Browsing the Global Bookshelf
Bibliographic sources and methods for landscape architects.
By James L. Wescoat Jr., ASLA
Can you get into the best electronic libraries in the world, select
the publications most relevant for your project, and organize them
quickly? This question increasingly confronts every project landscape
architect and student of landscape architecture. Although practicing
landscape architects undertake thousands of web-based bibliographic
searches each year, they have few clear guides about how and where
to search. The skills involved are the same for the designer and
researcher, but with the exception of doctoral students who must
search comprehensively, designers face severe constraints on how
much time they can spend searching for and selecting promising material
and then reading and using it.
Why should you conduct a bibliographic search? If you do not search, your project
fails to benefit from information about the places, peoples, and
plants that you can find in previous publications. The rapid expansion
of internet library resources leaves fewer excuses for failing to
seek and use published resources in a systematic way. Older textual
bibliographies may still be useful, especially for publications
that do not have online electronic indexes (for example, for Landscape
Architecture magazine, see Ferguson, 1988; www.asla.org/lamag/magazineindex.html
and www.asla.org/lamag/archive.html; and the Avery Index of Architectural
Periodicals, by subscription at eureka.rlg.org).

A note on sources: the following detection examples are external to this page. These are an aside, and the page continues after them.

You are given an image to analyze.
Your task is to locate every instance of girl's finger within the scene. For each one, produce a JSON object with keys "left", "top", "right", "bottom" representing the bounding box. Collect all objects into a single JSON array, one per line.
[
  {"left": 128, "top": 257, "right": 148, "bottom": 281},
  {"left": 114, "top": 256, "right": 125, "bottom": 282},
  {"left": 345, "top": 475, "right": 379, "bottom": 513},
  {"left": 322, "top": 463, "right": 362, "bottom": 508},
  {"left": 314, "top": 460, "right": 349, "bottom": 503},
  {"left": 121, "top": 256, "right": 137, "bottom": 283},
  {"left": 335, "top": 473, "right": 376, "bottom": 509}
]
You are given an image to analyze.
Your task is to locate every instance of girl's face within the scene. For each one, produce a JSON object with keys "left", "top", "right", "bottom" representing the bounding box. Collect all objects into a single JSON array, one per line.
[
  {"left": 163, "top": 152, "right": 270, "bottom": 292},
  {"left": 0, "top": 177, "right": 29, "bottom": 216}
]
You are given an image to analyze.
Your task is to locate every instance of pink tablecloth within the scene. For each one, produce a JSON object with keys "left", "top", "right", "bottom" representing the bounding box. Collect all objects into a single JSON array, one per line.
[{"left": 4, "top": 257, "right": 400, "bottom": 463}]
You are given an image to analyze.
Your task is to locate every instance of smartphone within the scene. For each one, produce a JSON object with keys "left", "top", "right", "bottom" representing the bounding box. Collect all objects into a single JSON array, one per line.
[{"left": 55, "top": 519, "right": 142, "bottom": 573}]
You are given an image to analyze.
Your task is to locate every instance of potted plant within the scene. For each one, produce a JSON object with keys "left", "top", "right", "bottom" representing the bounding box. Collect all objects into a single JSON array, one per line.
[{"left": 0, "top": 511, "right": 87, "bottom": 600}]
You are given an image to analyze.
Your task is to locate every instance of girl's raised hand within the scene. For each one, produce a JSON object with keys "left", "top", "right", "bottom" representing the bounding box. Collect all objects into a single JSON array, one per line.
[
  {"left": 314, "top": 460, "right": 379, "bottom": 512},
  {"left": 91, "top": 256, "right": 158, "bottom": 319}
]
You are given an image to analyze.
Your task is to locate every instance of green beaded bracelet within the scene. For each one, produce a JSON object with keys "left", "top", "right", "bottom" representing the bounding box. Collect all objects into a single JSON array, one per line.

Indexing is a problem in landscape architecture, compared with
engineering and environmental sciences, in part because project
reports are rarely copyrighted and distributed to research libraries
and because some projects are not reviewed in the journals indexed
by online databases. These practices must change if we are to take
advantage of the revolutions in library science and information
technology and learn from project experience and related research.